The foremost problem of mattresses occupying valuable square footage of land is their sheer size.  When this is equated to cubic feet, an average mattress takes 23 cubic feet.  Land space is to be shared by people, habitat, wildlife as well as allowing nature to flourish.  The avoidance of mattresses being dumped into our valuable earth is vital to allow earth’s landscape to function and flourish naturally the way its always been.

Harming our atmosphere

Mattresses can release harmful chemicals into the atmosphere, potentially including ozone depleters or volatile organic compounds (VOCs). Such substances often form key components of chemical flame retardants and insect repellents used to treat lower-quality mattresses such as those made from polyurethane foam, cotton or synthetic latex.

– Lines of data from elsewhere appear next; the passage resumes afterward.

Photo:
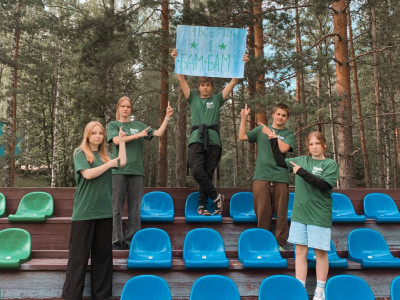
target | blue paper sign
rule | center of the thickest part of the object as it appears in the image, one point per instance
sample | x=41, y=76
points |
x=210, y=51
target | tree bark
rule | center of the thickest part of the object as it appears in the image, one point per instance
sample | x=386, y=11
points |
x=162, y=145
x=344, y=111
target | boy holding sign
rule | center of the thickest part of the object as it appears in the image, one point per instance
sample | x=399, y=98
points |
x=204, y=141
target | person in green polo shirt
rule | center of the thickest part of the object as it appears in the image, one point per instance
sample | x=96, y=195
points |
x=311, y=221
x=128, y=182
x=270, y=182
x=91, y=227
x=204, y=142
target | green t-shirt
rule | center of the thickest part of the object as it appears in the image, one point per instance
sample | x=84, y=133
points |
x=311, y=205
x=134, y=148
x=93, y=197
x=205, y=111
x=266, y=167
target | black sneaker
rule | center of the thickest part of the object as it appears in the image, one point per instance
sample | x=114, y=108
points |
x=219, y=204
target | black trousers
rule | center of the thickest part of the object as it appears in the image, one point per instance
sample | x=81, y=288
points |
x=203, y=164
x=91, y=237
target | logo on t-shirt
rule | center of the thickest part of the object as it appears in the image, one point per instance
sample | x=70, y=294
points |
x=317, y=171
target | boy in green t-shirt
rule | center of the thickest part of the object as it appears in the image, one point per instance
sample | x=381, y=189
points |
x=204, y=141
x=270, y=182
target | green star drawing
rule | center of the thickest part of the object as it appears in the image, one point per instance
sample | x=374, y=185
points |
x=193, y=45
x=222, y=46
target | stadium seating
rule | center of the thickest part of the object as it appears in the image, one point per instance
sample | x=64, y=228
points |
x=150, y=248
x=191, y=206
x=33, y=207
x=258, y=248
x=347, y=287
x=157, y=207
x=15, y=247
x=343, y=210
x=278, y=287
x=369, y=247
x=241, y=207
x=214, y=287
x=204, y=248
x=146, y=287
x=381, y=207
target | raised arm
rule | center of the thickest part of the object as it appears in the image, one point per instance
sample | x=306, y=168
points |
x=181, y=78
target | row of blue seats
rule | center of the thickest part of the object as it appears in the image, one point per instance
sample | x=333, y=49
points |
x=257, y=248
x=159, y=207
x=275, y=287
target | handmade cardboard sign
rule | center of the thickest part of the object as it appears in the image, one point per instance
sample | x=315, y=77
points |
x=210, y=51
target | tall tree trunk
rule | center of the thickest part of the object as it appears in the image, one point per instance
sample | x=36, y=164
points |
x=378, y=104
x=162, y=145
x=259, y=53
x=54, y=164
x=367, y=173
x=11, y=128
x=344, y=112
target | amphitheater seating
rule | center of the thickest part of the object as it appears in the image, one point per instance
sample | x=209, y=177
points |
x=381, y=207
x=343, y=210
x=369, y=247
x=334, y=260
x=2, y=205
x=395, y=289
x=278, y=287
x=241, y=207
x=191, y=206
x=146, y=287
x=157, y=207
x=214, y=287
x=204, y=248
x=33, y=207
x=15, y=247
x=347, y=287
x=258, y=248
x=150, y=248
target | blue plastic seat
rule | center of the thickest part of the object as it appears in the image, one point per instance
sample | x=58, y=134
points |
x=157, y=207
x=369, y=247
x=146, y=287
x=241, y=208
x=290, y=205
x=343, y=210
x=33, y=207
x=214, y=287
x=334, y=260
x=347, y=287
x=258, y=248
x=278, y=287
x=204, y=248
x=150, y=248
x=395, y=289
x=2, y=205
x=191, y=205
x=381, y=207
x=15, y=247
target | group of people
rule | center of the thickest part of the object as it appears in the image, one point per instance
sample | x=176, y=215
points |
x=104, y=182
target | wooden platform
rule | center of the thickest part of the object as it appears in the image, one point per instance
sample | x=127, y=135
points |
x=43, y=276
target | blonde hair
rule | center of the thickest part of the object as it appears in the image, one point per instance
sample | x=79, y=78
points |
x=320, y=137
x=119, y=103
x=85, y=146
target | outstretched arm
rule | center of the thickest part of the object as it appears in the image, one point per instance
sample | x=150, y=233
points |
x=181, y=78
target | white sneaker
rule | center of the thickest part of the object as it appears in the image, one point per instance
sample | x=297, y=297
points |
x=319, y=294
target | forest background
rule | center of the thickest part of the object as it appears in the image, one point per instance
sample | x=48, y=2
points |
x=64, y=63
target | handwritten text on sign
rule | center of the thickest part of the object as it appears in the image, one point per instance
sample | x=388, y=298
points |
x=210, y=51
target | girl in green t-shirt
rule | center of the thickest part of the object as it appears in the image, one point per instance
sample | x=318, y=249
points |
x=311, y=220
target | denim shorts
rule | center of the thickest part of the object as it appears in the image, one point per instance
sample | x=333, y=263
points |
x=310, y=235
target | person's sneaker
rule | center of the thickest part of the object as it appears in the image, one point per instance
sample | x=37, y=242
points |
x=219, y=204
x=319, y=294
x=203, y=211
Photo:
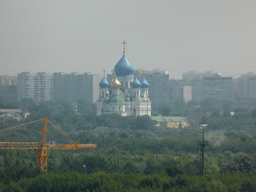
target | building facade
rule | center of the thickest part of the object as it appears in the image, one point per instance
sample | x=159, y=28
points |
x=34, y=86
x=159, y=89
x=220, y=88
x=73, y=87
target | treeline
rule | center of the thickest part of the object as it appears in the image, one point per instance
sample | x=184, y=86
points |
x=172, y=179
x=129, y=143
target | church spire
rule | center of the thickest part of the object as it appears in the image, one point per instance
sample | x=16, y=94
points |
x=124, y=46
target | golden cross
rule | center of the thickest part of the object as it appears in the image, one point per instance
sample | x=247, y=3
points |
x=124, y=46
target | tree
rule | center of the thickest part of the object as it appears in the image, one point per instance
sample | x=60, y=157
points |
x=129, y=167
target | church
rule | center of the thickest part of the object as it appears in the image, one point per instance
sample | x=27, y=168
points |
x=124, y=94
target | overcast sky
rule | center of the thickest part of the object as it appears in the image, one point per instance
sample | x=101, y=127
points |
x=86, y=35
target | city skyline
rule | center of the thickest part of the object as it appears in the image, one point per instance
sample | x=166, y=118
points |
x=85, y=36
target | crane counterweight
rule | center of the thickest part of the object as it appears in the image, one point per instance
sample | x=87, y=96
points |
x=41, y=150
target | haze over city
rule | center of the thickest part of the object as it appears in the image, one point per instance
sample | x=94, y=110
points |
x=86, y=36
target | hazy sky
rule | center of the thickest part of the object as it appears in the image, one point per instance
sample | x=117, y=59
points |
x=86, y=35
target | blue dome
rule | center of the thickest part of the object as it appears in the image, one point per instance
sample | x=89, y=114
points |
x=104, y=83
x=124, y=68
x=135, y=84
x=144, y=84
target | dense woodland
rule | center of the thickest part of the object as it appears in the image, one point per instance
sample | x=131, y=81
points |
x=132, y=153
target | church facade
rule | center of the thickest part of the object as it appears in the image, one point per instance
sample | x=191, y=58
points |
x=124, y=94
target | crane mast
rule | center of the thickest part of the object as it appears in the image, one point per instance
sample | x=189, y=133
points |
x=41, y=150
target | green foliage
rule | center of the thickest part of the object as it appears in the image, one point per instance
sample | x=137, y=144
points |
x=173, y=171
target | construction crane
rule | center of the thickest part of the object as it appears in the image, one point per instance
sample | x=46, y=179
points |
x=41, y=149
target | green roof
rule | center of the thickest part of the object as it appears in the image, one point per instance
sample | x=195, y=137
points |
x=115, y=99
x=169, y=119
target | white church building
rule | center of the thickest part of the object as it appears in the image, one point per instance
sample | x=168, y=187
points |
x=125, y=94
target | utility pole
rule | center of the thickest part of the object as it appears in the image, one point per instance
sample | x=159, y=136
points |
x=202, y=144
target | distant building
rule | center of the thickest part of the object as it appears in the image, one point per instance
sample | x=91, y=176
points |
x=8, y=93
x=195, y=80
x=170, y=122
x=245, y=86
x=8, y=80
x=125, y=95
x=73, y=87
x=34, y=86
x=159, y=90
x=220, y=88
x=187, y=93
x=176, y=90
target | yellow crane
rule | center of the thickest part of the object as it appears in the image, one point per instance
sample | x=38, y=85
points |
x=41, y=149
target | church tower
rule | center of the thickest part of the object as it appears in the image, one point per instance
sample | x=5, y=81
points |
x=124, y=95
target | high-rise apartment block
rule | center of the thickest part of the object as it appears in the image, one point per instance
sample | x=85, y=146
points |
x=220, y=88
x=73, y=87
x=34, y=86
x=245, y=86
x=195, y=80
x=159, y=90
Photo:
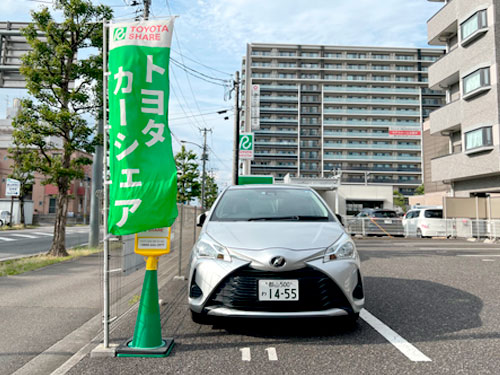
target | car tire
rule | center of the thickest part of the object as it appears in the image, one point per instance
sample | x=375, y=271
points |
x=199, y=318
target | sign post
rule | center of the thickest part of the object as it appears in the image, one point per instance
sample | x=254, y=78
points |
x=246, y=146
x=12, y=189
x=143, y=186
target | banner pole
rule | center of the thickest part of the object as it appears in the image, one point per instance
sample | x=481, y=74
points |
x=106, y=185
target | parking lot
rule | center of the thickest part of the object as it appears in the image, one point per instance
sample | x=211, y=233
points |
x=432, y=307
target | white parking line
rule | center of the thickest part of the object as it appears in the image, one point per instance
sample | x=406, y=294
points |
x=43, y=233
x=245, y=354
x=23, y=235
x=400, y=343
x=271, y=353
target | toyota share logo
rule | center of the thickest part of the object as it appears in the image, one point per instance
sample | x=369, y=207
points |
x=278, y=262
x=119, y=34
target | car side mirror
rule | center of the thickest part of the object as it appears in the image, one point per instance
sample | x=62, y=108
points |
x=201, y=219
x=339, y=218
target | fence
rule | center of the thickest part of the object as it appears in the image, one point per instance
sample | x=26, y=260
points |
x=126, y=273
x=453, y=228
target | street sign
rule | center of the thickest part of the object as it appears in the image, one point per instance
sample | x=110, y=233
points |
x=12, y=188
x=255, y=179
x=246, y=146
x=255, y=107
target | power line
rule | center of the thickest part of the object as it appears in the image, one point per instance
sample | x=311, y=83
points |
x=205, y=66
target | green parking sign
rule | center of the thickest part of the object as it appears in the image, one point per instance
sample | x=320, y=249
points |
x=246, y=146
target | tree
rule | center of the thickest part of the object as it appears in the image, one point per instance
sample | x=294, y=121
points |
x=211, y=191
x=22, y=171
x=188, y=185
x=51, y=127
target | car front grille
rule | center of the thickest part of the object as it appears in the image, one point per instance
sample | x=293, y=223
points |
x=317, y=291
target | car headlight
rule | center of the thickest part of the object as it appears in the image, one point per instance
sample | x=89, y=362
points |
x=344, y=248
x=206, y=247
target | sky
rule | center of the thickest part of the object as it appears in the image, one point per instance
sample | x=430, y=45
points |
x=210, y=36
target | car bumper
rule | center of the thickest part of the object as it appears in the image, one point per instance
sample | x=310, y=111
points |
x=207, y=277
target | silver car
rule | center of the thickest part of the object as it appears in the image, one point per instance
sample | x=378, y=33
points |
x=273, y=251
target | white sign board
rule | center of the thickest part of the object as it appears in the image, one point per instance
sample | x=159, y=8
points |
x=12, y=188
x=246, y=146
x=154, y=239
x=255, y=107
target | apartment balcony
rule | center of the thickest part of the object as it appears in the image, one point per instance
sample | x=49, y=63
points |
x=446, y=118
x=373, y=157
x=446, y=71
x=371, y=112
x=365, y=146
x=442, y=24
x=459, y=166
x=388, y=90
x=372, y=101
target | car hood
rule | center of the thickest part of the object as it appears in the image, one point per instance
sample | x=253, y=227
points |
x=272, y=234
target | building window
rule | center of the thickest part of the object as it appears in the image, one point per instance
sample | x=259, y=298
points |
x=476, y=82
x=478, y=138
x=473, y=25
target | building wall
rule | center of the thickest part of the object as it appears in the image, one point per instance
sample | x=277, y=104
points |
x=468, y=170
x=324, y=108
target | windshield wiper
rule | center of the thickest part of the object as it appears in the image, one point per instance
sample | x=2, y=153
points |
x=291, y=218
x=313, y=218
x=276, y=218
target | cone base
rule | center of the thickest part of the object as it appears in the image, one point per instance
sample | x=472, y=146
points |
x=124, y=350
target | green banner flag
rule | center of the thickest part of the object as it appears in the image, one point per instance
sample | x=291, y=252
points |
x=143, y=174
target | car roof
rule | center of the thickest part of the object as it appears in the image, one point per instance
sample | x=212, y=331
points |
x=268, y=186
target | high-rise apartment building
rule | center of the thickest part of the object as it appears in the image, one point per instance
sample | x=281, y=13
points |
x=325, y=108
x=469, y=29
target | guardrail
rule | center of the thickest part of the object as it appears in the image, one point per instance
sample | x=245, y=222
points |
x=448, y=228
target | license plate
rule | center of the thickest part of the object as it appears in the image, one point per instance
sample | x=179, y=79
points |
x=278, y=290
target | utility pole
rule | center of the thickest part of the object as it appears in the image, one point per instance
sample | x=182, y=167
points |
x=236, y=159
x=147, y=3
x=204, y=158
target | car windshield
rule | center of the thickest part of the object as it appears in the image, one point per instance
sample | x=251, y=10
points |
x=384, y=214
x=266, y=204
x=433, y=214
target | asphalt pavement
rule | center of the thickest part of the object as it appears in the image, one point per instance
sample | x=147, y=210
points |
x=432, y=307
x=25, y=242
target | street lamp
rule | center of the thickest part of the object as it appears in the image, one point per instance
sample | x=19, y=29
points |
x=203, y=175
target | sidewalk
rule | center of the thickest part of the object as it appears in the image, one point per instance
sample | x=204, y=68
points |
x=39, y=308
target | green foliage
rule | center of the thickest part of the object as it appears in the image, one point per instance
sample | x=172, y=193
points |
x=49, y=129
x=420, y=190
x=399, y=200
x=188, y=185
x=211, y=191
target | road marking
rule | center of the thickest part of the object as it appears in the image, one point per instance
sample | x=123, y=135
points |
x=245, y=354
x=23, y=235
x=400, y=343
x=43, y=233
x=271, y=353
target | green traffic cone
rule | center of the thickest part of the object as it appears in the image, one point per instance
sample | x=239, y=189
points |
x=147, y=334
x=147, y=340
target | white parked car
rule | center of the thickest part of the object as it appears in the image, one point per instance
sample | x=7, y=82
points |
x=424, y=222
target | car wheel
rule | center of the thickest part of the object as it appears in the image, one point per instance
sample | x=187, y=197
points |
x=199, y=318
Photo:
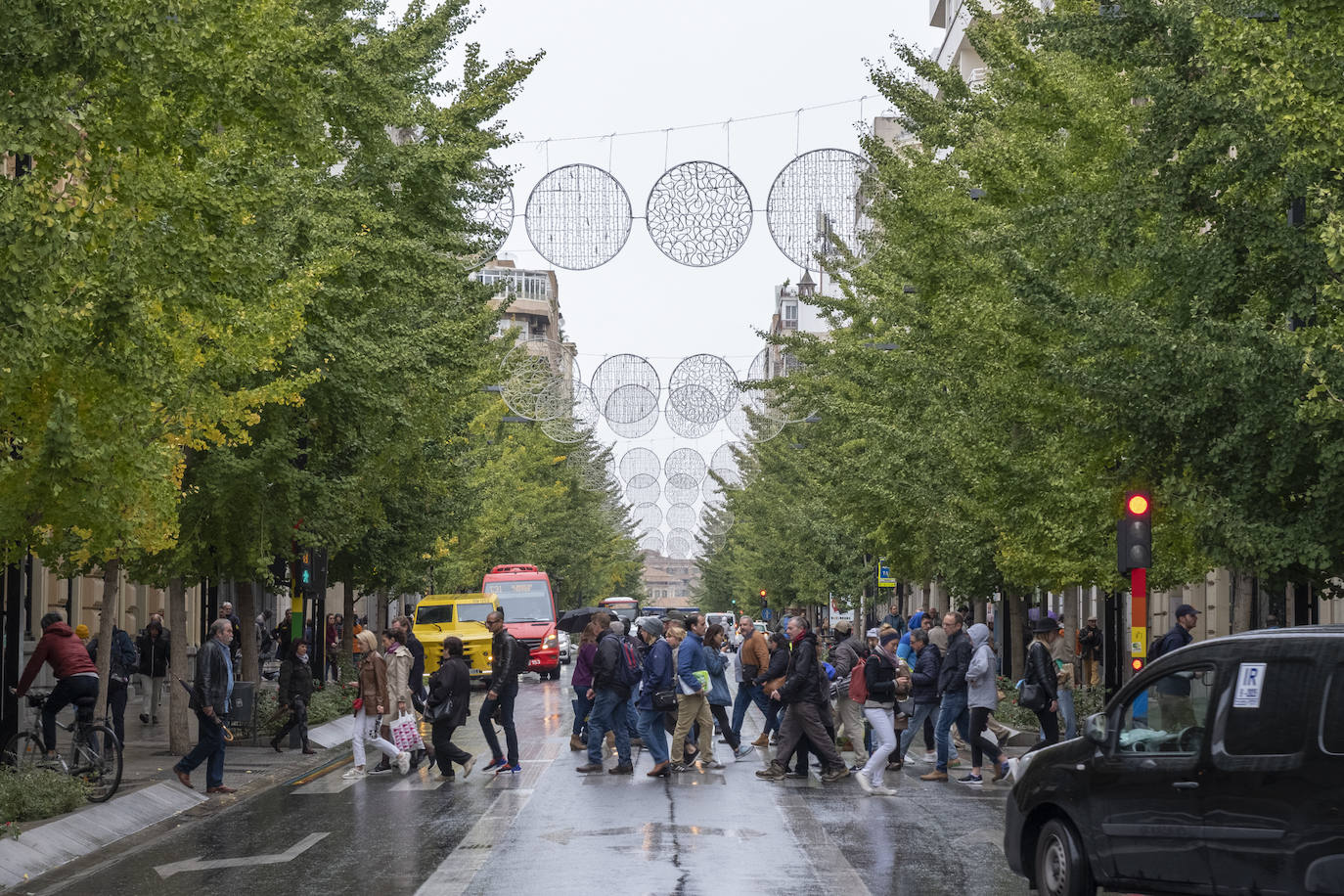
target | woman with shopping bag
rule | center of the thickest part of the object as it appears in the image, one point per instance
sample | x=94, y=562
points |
x=370, y=707
x=403, y=729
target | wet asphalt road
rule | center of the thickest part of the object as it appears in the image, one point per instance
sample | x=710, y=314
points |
x=553, y=830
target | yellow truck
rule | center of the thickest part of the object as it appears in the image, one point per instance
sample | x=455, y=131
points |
x=463, y=615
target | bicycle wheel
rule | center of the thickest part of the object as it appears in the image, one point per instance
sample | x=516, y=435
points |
x=96, y=765
x=23, y=751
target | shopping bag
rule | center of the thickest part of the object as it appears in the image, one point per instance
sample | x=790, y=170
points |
x=406, y=733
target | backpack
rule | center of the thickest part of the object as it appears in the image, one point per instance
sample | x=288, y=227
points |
x=859, y=681
x=628, y=665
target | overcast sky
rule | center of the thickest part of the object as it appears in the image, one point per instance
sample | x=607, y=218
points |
x=617, y=66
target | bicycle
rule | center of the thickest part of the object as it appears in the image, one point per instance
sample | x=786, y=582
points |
x=100, y=770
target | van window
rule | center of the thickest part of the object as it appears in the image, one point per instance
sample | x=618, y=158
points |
x=1332, y=716
x=1168, y=716
x=1278, y=724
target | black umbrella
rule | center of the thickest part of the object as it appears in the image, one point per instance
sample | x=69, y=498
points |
x=575, y=621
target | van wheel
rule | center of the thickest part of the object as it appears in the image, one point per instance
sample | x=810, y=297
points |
x=1060, y=861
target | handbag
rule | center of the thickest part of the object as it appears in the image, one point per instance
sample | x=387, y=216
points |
x=1031, y=696
x=437, y=711
x=406, y=733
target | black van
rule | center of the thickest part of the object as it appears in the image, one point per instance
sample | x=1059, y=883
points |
x=1219, y=769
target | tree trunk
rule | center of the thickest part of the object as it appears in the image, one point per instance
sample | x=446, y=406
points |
x=108, y=618
x=247, y=632
x=1017, y=626
x=1242, y=602
x=347, y=629
x=179, y=735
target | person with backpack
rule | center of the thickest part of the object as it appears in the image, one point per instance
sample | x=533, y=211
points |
x=847, y=655
x=614, y=673
x=880, y=675
x=693, y=704
x=507, y=653
x=715, y=662
x=124, y=662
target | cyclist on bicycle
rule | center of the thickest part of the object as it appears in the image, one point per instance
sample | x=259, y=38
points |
x=77, y=676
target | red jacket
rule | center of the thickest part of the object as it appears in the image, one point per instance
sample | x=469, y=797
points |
x=64, y=650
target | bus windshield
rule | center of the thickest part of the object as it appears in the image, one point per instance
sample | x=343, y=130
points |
x=523, y=601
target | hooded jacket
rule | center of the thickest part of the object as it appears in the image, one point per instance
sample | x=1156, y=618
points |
x=64, y=650
x=983, y=691
x=956, y=659
x=802, y=680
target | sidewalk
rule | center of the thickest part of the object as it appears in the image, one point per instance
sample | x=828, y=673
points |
x=151, y=792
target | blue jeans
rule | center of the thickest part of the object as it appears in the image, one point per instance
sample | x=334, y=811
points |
x=953, y=709
x=506, y=702
x=923, y=711
x=654, y=734
x=1066, y=712
x=747, y=694
x=607, y=715
x=582, y=705
x=210, y=748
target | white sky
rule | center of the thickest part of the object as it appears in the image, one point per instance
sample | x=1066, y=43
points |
x=617, y=66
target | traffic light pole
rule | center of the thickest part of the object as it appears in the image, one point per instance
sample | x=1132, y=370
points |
x=1138, y=614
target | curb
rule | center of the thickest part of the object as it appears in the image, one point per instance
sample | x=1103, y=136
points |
x=92, y=828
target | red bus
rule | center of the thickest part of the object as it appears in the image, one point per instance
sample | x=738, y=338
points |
x=528, y=605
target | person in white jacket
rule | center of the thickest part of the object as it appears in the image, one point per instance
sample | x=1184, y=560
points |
x=983, y=698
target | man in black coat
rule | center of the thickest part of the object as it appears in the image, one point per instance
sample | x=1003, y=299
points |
x=210, y=694
x=952, y=687
x=805, y=697
x=295, y=691
x=155, y=651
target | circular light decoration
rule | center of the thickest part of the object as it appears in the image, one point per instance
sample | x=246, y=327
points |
x=636, y=428
x=640, y=460
x=697, y=214
x=703, y=388
x=491, y=203
x=725, y=463
x=682, y=516
x=578, y=216
x=818, y=193
x=647, y=517
x=685, y=427
x=575, y=416
x=643, y=493
x=538, y=379
x=685, y=463
x=626, y=388
x=680, y=493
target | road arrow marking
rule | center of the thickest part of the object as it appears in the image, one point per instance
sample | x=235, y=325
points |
x=274, y=859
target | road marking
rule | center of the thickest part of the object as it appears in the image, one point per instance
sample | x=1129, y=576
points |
x=656, y=829
x=241, y=861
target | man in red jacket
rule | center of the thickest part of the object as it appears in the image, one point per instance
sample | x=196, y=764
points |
x=77, y=677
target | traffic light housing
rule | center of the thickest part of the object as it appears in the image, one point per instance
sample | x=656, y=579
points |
x=1135, y=535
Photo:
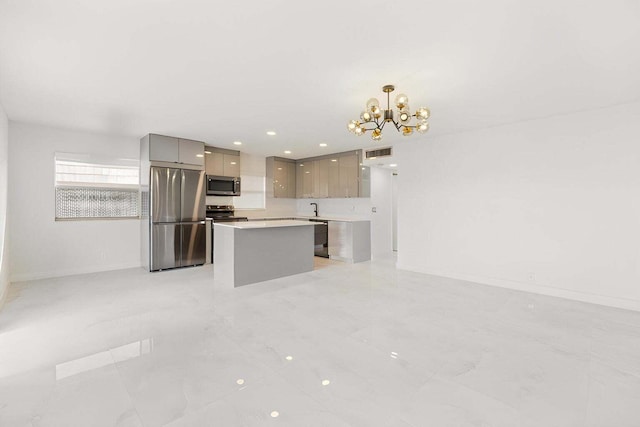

When these mattresses are dumped into landfills, exposure of these chemicals to the outside air takes place for the first time in a mattress’ lifespan. These substances are called “volatile” because they turn from solid or liquid form into a gas at very low temperatures – temperatures easily reached under the heat of the sun. Once “off-gassed” into the atmosphere, these chemicals are free to attack helpful substances such as ozone high above Earth’s surface.

Polluting the soil and water

Part of the lengthy decomposing process, bits of the mattress will eventually be transferred into the surrounding soil and groundwater.  This groundwater can eventually make its way into rivers, lakes and even the ocean. With the earth’s water systems already heavily polluted, decomposing mattresses are only compounding the problem.